2008-02-22

 

Mort au champ d'étoiles

Retour sur la science-fiction d'hier...

Bernard Villaret.
Mort au champ d'étoiles.
Verviers : Gérard & Co., coll. Bibliothèque Marabout # 341, série
Science-Fiction, 1970.
218 pages.
1970, année faste pour les insectes... dans la science-fiction française. Cette année-là, la Bibliothèque Marabout rééditait (moyennant quelques modifs) La Guerre des mouches (1938) de Jacques Spitz (1896-1963) après avoir publié Mort au champ d'étoiles de Bernard Villaret, grand voyageur né à Paris en 1909.

Si Spitz présentait une invasion du monde en bonne et due forme par une multitude bruissante de mouches venus des confins de l'Asie, invasion irrésistible qui ne laissait qu'une poignée de survivants humains et qui pouvait s'interpréter comme une métaphore de la « menace jaune », Villaret met en scène une invasion nettement plus sournoise par des diptères extraterrestres. À certains égards, il anticiperait presque « The Screwfly Solution » (1977) d'Alice Sheldon, dans la mesure où les envahisseurs manipulent les humains pour qu'ils s'occupent eux-mêmes de s'ôter du paysage. Mais la dimension scientifique de la nouvelle de Sheldon est absente des deux romans français; ni l'un ni l'autre ne tentent vraiment de justifier l'intelligence improbable d'êtres minuscules. Les romanciers français privilégient plutôt les ficelles du genre, comme la télépathie ou l'exploration de Mars dans le cas de Villaret.

Outre le traitement science-fictif, la narration est pour beaucoup dans le dépaysement du lecteur moderne face à ce roman. C'est l'histoire d'un hibernaute, Jacques Seurat, qui saute de l'année 1976 à 2058. Tiré de son hibernation, il découvre une Terre dépeuplée par l'exode des humains en direction des étoiles au moyen d'un portail de téléportation. La paix règne, le travail n'exige plus qu'un mois d'efforts par année et la France est gouvernée par une administration technocratique anonyme. Les transports ont été révolutionnés par l'antigravitation, mais l'exploration du système solaire périclite. Quant aux progrès de l'informatique, ils n'ont pas été prévus par Villaret, exception faite des quelques « ordinatrices » et « computateurs » centraux.

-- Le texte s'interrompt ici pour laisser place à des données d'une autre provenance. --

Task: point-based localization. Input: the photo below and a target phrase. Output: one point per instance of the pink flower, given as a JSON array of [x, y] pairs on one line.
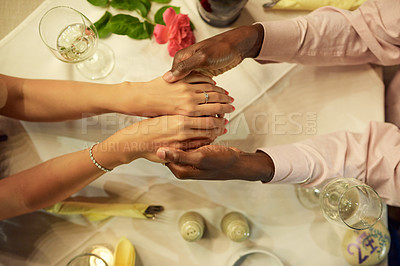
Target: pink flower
[[177, 31]]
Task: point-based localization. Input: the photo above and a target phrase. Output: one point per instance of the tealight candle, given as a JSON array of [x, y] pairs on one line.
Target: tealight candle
[[191, 226], [235, 226], [103, 253]]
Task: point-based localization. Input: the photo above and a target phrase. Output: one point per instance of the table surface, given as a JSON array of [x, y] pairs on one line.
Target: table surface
[[269, 112]]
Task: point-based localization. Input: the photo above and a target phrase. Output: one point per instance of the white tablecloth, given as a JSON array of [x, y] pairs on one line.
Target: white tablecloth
[[288, 103]]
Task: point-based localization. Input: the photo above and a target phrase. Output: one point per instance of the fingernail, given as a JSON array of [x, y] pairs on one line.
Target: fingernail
[[161, 153], [168, 76]]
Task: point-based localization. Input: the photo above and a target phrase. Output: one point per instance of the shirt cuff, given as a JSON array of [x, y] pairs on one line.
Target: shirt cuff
[[291, 165], [278, 34]]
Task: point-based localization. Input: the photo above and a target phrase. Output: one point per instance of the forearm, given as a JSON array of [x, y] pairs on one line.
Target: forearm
[[331, 36], [51, 181], [58, 100]]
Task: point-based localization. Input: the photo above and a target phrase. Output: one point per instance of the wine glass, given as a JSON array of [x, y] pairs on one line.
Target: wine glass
[[73, 38], [349, 202]]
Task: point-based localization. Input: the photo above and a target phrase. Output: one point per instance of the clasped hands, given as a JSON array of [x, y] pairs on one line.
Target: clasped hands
[[212, 57]]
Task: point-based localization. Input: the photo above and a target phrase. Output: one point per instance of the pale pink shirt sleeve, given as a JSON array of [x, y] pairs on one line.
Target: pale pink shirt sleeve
[[331, 36], [372, 157]]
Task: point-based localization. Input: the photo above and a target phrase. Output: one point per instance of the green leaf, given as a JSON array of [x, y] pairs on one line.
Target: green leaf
[[138, 31], [122, 24], [162, 1], [99, 2], [158, 19], [146, 3], [101, 25], [141, 6]]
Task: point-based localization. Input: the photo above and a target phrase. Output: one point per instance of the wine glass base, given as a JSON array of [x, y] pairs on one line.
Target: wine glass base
[[308, 197], [100, 65]]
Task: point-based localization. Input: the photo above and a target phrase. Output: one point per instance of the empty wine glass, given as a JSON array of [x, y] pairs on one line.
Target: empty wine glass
[[73, 38], [349, 202]]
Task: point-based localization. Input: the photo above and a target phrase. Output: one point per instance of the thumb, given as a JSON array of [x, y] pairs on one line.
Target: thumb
[[170, 155]]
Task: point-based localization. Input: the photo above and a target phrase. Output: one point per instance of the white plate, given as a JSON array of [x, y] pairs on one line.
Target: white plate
[[254, 257]]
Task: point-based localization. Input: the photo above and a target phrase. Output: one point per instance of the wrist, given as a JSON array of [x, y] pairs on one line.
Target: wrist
[[256, 166], [111, 153], [251, 41], [125, 98]]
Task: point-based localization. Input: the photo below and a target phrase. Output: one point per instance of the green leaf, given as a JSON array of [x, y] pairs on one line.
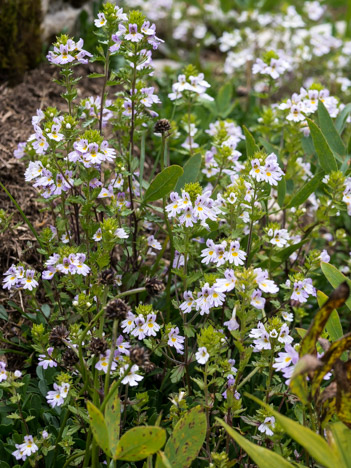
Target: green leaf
[[191, 171], [113, 420], [163, 183], [333, 325], [98, 427], [335, 278], [329, 130], [336, 300], [162, 461], [140, 442], [341, 118], [325, 155], [309, 187], [263, 457], [315, 445], [224, 99], [96, 75], [251, 147], [341, 439], [187, 438], [281, 191]]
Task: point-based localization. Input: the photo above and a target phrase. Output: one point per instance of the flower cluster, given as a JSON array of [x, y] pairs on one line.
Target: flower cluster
[[196, 85], [73, 264], [188, 212], [57, 396], [267, 170], [19, 278], [67, 51], [26, 449]]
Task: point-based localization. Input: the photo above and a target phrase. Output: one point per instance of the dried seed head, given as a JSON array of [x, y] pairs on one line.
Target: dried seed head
[[154, 286], [117, 309], [97, 346], [57, 335], [141, 356], [69, 358], [107, 276], [162, 126]]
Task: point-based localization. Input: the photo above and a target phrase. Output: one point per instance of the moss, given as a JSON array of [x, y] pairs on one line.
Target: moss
[[20, 38]]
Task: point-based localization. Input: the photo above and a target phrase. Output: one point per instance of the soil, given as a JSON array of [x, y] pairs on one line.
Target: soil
[[17, 106], [17, 243]]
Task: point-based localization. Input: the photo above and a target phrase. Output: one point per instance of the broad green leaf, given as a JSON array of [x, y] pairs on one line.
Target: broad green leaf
[[340, 436], [187, 438], [281, 191], [98, 427], [315, 445], [251, 147], [325, 155], [335, 278], [163, 183], [140, 442], [191, 171], [263, 457], [162, 461], [341, 118], [336, 300], [329, 131], [309, 187], [113, 421], [224, 98], [333, 325]]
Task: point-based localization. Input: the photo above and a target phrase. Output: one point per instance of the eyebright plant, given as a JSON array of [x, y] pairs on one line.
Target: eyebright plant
[[161, 302]]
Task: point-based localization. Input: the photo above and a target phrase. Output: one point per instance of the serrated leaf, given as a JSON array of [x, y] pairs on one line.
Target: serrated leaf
[[333, 324], [113, 421], [308, 188], [140, 442], [336, 300], [341, 118], [315, 445], [163, 183], [341, 439], [224, 97], [281, 191], [335, 278], [329, 131], [191, 171], [187, 438], [324, 153], [251, 147], [263, 457], [98, 427]]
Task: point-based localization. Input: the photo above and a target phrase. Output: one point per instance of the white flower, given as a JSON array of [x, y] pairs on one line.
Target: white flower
[[324, 256], [232, 324], [26, 449], [131, 378], [57, 396], [202, 355], [266, 426]]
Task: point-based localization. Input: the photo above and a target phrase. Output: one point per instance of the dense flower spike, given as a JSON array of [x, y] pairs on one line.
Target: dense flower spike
[[179, 245]]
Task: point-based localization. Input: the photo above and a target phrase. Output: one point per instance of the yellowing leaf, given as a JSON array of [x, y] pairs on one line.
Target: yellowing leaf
[[98, 427]]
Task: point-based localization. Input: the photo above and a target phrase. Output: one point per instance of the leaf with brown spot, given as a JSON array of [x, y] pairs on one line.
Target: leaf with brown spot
[[98, 427], [113, 420], [337, 298], [140, 442], [186, 439]]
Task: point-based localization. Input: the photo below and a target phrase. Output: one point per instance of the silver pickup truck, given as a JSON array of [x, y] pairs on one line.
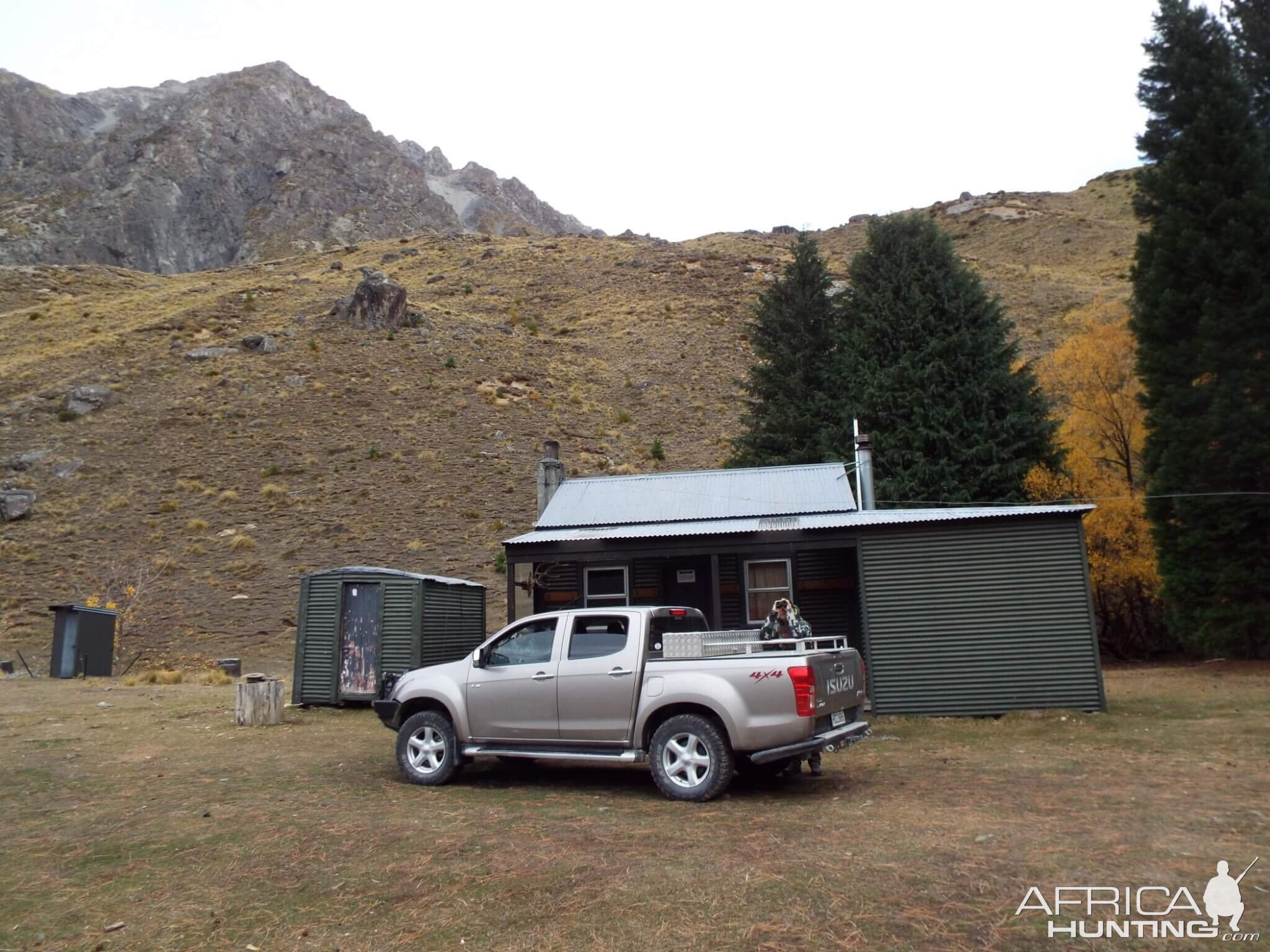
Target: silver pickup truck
[[625, 685]]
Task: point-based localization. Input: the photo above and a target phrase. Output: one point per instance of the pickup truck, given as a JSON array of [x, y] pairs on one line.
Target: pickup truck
[[629, 684]]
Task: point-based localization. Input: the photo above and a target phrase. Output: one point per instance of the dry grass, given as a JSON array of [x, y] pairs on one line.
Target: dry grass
[[304, 419], [159, 813], [153, 676]]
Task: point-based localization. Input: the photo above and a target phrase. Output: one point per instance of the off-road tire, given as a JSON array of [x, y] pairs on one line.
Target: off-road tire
[[429, 728], [773, 769], [708, 741]]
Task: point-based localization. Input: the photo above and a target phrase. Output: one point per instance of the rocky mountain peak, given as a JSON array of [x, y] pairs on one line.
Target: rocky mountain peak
[[219, 170]]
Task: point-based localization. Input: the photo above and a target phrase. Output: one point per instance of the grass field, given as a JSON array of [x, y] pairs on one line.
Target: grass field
[[158, 813]]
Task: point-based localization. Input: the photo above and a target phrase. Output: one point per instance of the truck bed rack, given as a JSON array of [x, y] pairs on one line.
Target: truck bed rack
[[741, 641]]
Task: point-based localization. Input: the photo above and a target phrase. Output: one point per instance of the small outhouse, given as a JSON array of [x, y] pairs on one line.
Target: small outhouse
[[360, 624], [83, 641]]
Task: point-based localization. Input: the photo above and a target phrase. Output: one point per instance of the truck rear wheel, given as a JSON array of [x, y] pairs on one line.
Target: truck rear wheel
[[429, 749], [691, 758]]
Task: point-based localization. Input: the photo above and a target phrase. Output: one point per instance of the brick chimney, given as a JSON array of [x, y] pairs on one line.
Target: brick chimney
[[550, 474]]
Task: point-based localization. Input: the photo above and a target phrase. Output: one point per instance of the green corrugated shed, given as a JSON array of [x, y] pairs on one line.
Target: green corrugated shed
[[980, 617], [360, 624]]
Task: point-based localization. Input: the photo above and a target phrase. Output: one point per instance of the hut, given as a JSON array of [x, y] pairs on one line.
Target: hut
[[958, 611], [360, 624]]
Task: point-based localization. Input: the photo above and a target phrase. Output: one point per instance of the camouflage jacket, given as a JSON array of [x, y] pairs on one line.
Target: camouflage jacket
[[796, 628]]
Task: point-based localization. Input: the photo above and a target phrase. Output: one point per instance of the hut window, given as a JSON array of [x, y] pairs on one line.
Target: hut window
[[766, 580], [606, 587]]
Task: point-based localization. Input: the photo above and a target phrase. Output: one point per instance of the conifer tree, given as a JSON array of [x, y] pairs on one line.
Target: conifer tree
[[789, 384], [928, 363], [1250, 30], [1202, 320]]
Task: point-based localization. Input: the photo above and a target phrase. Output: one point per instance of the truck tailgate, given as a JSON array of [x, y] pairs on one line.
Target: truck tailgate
[[838, 682]]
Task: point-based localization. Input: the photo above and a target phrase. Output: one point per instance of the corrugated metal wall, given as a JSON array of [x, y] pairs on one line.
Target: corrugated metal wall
[[399, 649], [454, 621], [318, 640], [980, 619]]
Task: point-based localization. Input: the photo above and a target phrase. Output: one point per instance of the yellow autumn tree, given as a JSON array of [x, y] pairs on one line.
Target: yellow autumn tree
[[1091, 379]]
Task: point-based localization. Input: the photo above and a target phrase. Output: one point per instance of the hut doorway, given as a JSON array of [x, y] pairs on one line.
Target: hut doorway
[[686, 582], [360, 640]]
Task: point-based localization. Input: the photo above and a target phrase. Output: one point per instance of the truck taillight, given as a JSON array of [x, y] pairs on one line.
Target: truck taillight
[[803, 679]]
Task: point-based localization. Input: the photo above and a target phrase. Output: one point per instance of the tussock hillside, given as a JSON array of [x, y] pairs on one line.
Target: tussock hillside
[[413, 448]]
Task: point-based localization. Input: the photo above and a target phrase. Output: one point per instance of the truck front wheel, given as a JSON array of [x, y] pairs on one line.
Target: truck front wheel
[[429, 749], [691, 758]]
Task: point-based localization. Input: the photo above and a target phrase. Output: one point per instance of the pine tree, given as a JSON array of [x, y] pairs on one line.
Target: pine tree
[[791, 332], [1202, 320], [929, 364], [1250, 30]]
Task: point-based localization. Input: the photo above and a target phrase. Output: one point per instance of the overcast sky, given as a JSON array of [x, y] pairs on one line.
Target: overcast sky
[[680, 118]]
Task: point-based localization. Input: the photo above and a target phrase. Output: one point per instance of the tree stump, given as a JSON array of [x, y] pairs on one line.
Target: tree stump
[[258, 702]]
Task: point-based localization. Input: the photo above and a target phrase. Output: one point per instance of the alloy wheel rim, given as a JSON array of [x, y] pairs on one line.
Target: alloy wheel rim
[[426, 749], [686, 759]]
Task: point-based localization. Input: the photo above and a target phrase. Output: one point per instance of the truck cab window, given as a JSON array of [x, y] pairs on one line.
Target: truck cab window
[[528, 644], [596, 637]]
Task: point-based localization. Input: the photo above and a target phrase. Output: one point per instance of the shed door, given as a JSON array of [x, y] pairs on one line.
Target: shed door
[[70, 645], [360, 640]]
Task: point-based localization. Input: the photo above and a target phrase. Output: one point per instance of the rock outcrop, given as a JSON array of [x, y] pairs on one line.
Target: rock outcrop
[[14, 503], [378, 304], [487, 203], [223, 170], [89, 398]]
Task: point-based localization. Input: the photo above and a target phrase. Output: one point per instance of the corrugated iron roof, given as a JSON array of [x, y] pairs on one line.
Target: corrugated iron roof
[[815, 521], [380, 570], [704, 494]]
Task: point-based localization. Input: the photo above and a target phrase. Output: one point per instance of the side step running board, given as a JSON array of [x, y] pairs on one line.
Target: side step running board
[[610, 757]]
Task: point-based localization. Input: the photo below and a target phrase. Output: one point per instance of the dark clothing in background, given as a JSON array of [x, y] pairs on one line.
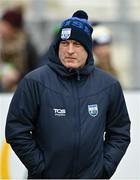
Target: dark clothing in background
[[52, 130]]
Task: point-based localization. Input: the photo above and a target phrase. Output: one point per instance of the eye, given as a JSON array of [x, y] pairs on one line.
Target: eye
[[77, 44], [64, 43]]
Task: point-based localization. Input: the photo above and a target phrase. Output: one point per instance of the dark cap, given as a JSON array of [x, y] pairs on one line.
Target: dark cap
[[77, 28]]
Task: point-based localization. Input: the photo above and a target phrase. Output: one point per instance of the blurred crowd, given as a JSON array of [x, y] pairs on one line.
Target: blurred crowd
[[18, 54]]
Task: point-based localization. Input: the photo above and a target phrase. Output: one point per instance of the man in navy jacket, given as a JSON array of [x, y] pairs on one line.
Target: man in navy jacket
[[68, 119]]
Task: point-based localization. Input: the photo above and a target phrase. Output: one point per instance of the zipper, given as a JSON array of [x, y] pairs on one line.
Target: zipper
[[76, 130]]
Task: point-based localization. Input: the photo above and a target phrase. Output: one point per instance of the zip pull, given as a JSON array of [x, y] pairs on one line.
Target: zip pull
[[78, 76]]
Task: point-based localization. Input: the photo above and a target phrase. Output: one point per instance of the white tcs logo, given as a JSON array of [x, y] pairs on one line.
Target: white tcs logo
[[59, 112]]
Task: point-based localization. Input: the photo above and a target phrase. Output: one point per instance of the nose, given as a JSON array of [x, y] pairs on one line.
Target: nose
[[70, 48]]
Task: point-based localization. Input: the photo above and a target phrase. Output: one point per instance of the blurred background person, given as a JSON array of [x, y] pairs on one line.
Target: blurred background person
[[102, 42], [18, 55]]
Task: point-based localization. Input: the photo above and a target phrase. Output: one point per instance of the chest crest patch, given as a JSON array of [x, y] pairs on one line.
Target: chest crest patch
[[93, 110]]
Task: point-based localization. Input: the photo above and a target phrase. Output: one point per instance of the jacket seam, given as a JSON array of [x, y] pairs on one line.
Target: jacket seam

L'organisation de la société, qui rappelle le rationnement de certains pays socialistes, effraie tant Seurat qu'il se réfugie, incurablement franchouillard, dans la vieille demeure familiale à la campagne, près de Niort. Une série d'aventures et d'incidents, apparemment sans lien, vont
se succèder et l'amener à deviner la terrible vérité.

C'est cette intrigue à la va-comme-je-te-pousse qui laisse sceptique face aux commentaires dithyrambiques en quatrième de couverture (« Les vertigineux attraits de demain », « Un des romans de Science-Fiction les plus originaux de ces dernières années »). J'ai relu récemment la première partie de Stranger in a Strange Land de Robert A. Heinlein, un roman antérieur autrement plus prenant. Pour un lecteur, les premiers chapitres de Villaret frisent le ridicule. On croit même à la parodie ou au pastiche. Malgré quelques épisodes humoristiques, le récit rechercherait plutôt une légèreté de ton qui se veut spirituelle conformément aux meilleures traditions des lettres françaises.

Mais la légèreté n'est pas un gage de qualité et il reste des scories. Par exemple, la présence de guêpes intelligentes sur Mars est-elle une fausse piste, une manière de préparer le lecteur à l'existence d'insectoïdes intelligents ailleurs dans la Galaxie ou un bête manque d'originalité? Et pourquoi les diptères envahisseurs ignorent-ils Mars?

Néanmoins, Mort au champ d'étoiles conserve un certain intérêt en tant qu'ouvrage charnière. D'une part, c'est un roman qui fait figure d'aboutissement d'une longue série d'invasions extraterrestres ou non-humaines, en passant par les Martiens de H. G. Wells et les mouches de Spitz, dans lesquelles il était loisible de discerner le reflet d'une conscience coloniale coupable ou d'inquiétudes engendrées par les conflits et menaces de la première moitié du siècle. D'autre part, c'est un roman qui prépare un certain nombre de récits paranoïaques postérieurs, mettant en scène une variété de conspirations meurtrières, ourdies non pas par des extraterrestres mais par des élites humaines, reflets des goulags et génocides de l'après-Seconde Guerre mondiale.

Malgré le déroulement un brin erratique de l'intrigue, Villaret sait relancer l'intérêt et laisse percer entre les lignes l'idée que toute une société se faisait du futur à cette lointaine époque.